Bounds on the degrees of birational maps with arithmetically Cohen-Macaulay graphs

TL;DR

This paper investigates bounds on the degrees of birational maps with Cohen-Macaulay graphs, establishing an upper limit of n^2 for Cremona maps in n-dimensional projective space, based on algebraic properties of their Rees algebras.

Contribution

It provides a new upper bound on the degree of birational maps with Cohen-Macaulay graphs in arbitrary dimension, extending known results from the plane case.

Findings

In the plane case, a complete classification of Cremona maps with Cohen-Macaulay graphs is achieved.

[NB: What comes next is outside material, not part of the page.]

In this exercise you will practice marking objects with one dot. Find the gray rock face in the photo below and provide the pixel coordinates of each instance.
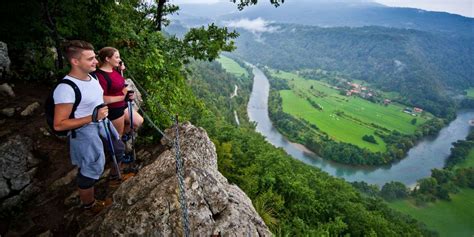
(4, 60)
(148, 204)
(17, 169)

For any dimension n, a Cremona map with Cohen-Macaulay graph has degree at most n^2.

The Cohen-Macaulay property of the Rees algebra imposes strong restrictions on the map's degree.

Abstract

A rational map whose source and image are projectively embedded varieties has an {\em Arithmetically Cohen-Macaulay graph} if the Rees algebra of one (hence any) of its base ideals is a Cohen-Macaulay ring. If the map is birational onto the image one considers how this property forces an upper bound on the degree of a representative of the map. In the plane case a complete description is given of the Cremona maps with Cohen-Macaulay graph, while in arbitrary dimension $n$ it is shown that a Cremona map with Cohen-Macaulay graph has degree at most $n^2$.